The lower bound estimate of this IQR (3.5) was greater than the two mean SEMs (ie, 2.3 at time 1 and 2.5 at time 2), indicating that the range of MID exceeded measurement error.

Discussion

MIDs provide important information for interpreting differences in mean scores. MID estimates for PI can be used to evaluate treatment effectiveness and differences between groups. This study estimated the MID for PROMIS-PI scores in people with LBP to range from 3.5 to 5.5 points (effect size of 0.34–0.54 SD). The estimated range is similar to the PROMIS-PI MID estimated in people with cancer (ie, 4–6 points) and the MIDs are similar for scores based on the short form and CAT administration.8 In addition, these estimates are similar to the 1/2 SD estimates that have been suggested as reflecting meaningful change in health-related quality of life measures for people with chronic diseases.11

The results should be interpreted in the context of limitations of the study. To achieve adequate sample size, we combined data from two studies. The treatments in the two studies differed. The epidural steroid injection was intended to lower pain, but the depression treatment did not target pain, though treatments for depression have been reported to lower pain.36

And finally, we included MID estimates only if a priori criteria previously used by Yost et al8 for estimating MID for selected PROMIS measures were met. As a result, MID estimates with corresponding effect sizes <0.2 were excluded because they are not likely to be important and MID estimates with corresponding effect sizes >0.8 were removed because they are not minimal.8 While these rules are reasonable, excluding too small or too big effect sizes may have moved the MID estimates to the vicinity of 0.5 SD. As a result, the support for the general MID of 0.5 SD may be somewhat weaker.

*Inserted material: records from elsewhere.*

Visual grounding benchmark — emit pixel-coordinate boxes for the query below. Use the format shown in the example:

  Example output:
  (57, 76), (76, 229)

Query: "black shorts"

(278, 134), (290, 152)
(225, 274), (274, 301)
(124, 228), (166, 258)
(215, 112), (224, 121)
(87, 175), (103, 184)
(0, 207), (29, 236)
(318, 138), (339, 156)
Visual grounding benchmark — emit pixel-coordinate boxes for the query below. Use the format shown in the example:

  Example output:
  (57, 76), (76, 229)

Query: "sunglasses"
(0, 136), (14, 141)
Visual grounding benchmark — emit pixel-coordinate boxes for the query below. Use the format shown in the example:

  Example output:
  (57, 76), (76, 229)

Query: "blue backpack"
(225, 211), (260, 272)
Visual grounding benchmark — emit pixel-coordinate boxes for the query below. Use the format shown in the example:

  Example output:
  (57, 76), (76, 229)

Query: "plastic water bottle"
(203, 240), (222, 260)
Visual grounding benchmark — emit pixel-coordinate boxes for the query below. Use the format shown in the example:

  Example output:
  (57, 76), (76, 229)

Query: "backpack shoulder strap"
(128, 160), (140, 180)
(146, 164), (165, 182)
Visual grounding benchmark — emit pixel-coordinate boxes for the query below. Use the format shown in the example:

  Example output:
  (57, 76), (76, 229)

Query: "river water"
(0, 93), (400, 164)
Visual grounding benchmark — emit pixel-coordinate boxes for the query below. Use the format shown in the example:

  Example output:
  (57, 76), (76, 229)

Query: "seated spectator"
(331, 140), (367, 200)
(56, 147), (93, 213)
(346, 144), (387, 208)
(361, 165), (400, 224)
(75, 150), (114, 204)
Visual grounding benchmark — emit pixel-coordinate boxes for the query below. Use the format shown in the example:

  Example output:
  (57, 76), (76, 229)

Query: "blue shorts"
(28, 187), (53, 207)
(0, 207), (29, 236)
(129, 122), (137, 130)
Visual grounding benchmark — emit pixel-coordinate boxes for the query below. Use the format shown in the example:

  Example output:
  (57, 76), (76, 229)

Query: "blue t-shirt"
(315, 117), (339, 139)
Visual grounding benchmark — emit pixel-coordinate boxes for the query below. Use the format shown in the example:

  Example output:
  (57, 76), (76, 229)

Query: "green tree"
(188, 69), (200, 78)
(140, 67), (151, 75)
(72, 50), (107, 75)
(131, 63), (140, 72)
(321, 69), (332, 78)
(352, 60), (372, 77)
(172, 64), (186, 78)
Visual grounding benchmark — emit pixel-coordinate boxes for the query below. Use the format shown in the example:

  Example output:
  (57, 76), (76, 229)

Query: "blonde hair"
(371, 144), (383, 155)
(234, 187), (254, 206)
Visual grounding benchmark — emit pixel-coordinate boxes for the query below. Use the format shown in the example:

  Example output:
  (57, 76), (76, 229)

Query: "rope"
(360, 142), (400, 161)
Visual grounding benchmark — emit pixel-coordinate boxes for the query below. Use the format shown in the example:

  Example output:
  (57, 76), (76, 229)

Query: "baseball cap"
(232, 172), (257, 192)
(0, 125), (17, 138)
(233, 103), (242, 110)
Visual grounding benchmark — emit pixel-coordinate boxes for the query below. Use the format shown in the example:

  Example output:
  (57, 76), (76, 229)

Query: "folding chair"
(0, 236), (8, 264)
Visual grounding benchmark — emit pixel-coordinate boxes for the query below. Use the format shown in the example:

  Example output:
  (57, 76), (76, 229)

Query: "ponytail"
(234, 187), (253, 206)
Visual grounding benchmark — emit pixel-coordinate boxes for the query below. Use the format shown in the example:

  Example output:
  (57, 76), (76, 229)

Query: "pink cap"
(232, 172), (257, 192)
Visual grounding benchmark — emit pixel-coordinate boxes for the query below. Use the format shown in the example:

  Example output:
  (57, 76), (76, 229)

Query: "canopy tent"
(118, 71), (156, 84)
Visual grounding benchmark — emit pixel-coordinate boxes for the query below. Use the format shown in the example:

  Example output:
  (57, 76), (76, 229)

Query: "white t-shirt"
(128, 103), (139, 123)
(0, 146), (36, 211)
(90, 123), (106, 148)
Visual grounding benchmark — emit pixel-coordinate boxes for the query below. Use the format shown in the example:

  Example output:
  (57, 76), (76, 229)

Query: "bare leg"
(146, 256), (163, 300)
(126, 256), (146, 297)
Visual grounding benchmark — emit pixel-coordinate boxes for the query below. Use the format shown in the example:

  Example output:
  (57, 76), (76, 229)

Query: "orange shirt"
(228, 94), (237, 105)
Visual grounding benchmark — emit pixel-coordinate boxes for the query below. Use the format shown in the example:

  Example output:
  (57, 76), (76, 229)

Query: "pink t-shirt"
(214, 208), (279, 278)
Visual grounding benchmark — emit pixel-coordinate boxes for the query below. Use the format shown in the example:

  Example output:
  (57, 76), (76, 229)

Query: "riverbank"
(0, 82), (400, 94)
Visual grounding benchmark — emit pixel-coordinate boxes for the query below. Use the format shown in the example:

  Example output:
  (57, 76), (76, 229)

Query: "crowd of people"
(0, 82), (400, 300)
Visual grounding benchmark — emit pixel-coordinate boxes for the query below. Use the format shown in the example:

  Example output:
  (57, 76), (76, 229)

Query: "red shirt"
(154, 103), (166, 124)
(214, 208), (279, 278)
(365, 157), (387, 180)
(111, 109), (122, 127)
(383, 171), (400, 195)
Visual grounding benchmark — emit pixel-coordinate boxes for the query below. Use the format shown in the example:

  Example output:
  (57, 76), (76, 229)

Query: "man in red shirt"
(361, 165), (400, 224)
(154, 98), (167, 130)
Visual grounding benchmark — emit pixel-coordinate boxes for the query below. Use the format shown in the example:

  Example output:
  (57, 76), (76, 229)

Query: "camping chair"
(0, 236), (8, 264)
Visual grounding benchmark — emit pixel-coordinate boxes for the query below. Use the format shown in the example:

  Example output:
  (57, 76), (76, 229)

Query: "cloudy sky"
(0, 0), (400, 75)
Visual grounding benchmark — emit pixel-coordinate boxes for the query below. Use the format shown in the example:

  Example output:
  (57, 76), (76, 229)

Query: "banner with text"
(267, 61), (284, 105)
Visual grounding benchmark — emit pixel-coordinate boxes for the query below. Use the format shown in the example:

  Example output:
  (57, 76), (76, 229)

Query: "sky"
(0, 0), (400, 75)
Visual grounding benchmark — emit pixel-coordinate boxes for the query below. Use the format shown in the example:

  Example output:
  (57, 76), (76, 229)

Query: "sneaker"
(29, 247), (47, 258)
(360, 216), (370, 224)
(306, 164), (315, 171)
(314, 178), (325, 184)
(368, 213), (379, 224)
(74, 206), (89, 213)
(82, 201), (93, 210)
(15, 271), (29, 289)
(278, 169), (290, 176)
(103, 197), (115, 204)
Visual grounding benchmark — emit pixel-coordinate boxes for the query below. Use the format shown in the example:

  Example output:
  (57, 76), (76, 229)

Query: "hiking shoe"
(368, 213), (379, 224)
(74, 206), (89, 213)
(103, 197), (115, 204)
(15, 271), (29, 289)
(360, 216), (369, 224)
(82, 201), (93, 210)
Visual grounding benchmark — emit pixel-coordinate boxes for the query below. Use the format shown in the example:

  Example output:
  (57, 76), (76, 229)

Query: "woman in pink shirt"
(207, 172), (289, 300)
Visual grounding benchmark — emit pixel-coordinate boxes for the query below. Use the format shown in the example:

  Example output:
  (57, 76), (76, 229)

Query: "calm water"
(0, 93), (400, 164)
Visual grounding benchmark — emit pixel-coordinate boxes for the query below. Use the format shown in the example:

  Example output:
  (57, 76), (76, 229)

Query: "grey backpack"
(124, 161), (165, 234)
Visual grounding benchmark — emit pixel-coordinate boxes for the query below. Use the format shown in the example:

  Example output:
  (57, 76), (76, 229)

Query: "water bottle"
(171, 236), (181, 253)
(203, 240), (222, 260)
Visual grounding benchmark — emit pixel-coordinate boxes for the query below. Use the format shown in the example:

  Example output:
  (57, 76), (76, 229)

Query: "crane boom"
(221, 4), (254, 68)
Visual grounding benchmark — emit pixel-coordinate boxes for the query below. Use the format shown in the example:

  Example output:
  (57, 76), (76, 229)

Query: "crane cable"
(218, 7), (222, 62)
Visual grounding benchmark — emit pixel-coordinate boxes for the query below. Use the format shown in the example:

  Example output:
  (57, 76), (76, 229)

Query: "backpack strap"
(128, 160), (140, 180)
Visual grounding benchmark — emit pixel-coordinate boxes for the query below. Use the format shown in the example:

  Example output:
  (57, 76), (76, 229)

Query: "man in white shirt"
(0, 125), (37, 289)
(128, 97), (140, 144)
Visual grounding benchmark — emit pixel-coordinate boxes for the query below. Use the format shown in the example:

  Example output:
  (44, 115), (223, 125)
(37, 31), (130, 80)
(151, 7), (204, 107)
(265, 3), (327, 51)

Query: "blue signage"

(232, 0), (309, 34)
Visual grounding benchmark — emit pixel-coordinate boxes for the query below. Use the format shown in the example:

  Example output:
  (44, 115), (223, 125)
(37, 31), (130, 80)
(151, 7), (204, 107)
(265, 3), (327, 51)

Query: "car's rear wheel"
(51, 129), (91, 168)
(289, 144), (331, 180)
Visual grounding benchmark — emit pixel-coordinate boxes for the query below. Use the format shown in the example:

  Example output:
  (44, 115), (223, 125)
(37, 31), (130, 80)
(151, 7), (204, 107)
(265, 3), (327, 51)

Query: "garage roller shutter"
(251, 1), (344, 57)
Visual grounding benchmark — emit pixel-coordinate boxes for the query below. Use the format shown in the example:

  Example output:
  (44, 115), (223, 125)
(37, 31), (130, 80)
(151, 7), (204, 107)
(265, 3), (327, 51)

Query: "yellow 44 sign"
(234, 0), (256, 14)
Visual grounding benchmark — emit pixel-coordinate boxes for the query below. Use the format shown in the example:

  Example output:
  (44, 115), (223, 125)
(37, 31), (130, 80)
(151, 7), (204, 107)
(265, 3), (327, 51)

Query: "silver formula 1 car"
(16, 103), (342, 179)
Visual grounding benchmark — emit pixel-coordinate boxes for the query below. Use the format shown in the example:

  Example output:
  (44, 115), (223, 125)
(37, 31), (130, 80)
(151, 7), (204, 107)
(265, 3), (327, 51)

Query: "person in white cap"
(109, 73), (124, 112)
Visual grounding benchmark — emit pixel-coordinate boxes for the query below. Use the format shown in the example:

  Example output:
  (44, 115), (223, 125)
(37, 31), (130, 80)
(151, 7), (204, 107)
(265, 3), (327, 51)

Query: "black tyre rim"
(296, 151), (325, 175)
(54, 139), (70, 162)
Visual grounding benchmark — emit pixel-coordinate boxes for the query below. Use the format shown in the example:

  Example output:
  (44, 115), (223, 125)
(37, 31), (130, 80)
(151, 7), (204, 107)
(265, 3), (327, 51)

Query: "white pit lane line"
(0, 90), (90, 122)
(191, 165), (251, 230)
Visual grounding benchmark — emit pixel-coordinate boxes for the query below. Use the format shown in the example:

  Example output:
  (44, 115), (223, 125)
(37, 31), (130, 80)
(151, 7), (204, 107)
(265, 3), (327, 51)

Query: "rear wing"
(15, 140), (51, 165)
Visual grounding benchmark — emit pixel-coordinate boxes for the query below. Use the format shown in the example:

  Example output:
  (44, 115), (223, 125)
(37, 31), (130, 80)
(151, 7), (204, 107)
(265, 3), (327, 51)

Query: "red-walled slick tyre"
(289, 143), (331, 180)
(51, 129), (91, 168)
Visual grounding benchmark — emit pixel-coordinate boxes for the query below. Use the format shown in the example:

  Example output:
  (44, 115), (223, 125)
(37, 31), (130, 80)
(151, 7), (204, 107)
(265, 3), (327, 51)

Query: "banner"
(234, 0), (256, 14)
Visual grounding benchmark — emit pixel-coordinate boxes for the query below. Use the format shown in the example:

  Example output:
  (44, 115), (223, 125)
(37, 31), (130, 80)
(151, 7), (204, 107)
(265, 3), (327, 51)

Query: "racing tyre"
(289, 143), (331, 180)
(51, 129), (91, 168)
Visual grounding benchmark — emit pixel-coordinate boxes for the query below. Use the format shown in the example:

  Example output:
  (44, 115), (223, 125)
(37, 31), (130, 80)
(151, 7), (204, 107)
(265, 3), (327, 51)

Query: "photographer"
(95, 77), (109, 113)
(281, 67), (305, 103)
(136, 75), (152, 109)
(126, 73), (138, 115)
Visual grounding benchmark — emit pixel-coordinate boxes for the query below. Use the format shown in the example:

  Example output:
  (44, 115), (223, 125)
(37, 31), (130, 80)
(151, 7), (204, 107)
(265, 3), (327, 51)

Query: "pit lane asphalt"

In summary, we found change of 3.5 points or more on PROMIS-PI to be a reasonable estimate of what constitutes a meaningful change. These results can inform future studies by informing power analyses and defining responders.

Acknowledgments

Research reported in this paper was supported by the National Institutes of Health (NIH) through the NIH Roadmap for Medical Research, Grant U01AR052171 to University of Washington. Information on the “Dynamic Assessment of Patient-Reported Chronic Disease Outcomes” can be found at http://nihpromis.org. The content is solely the responsibility of the authors and does not necessarily represent the official views of the NIH.

Disclosure

The authors report no conflicts of interest in this work.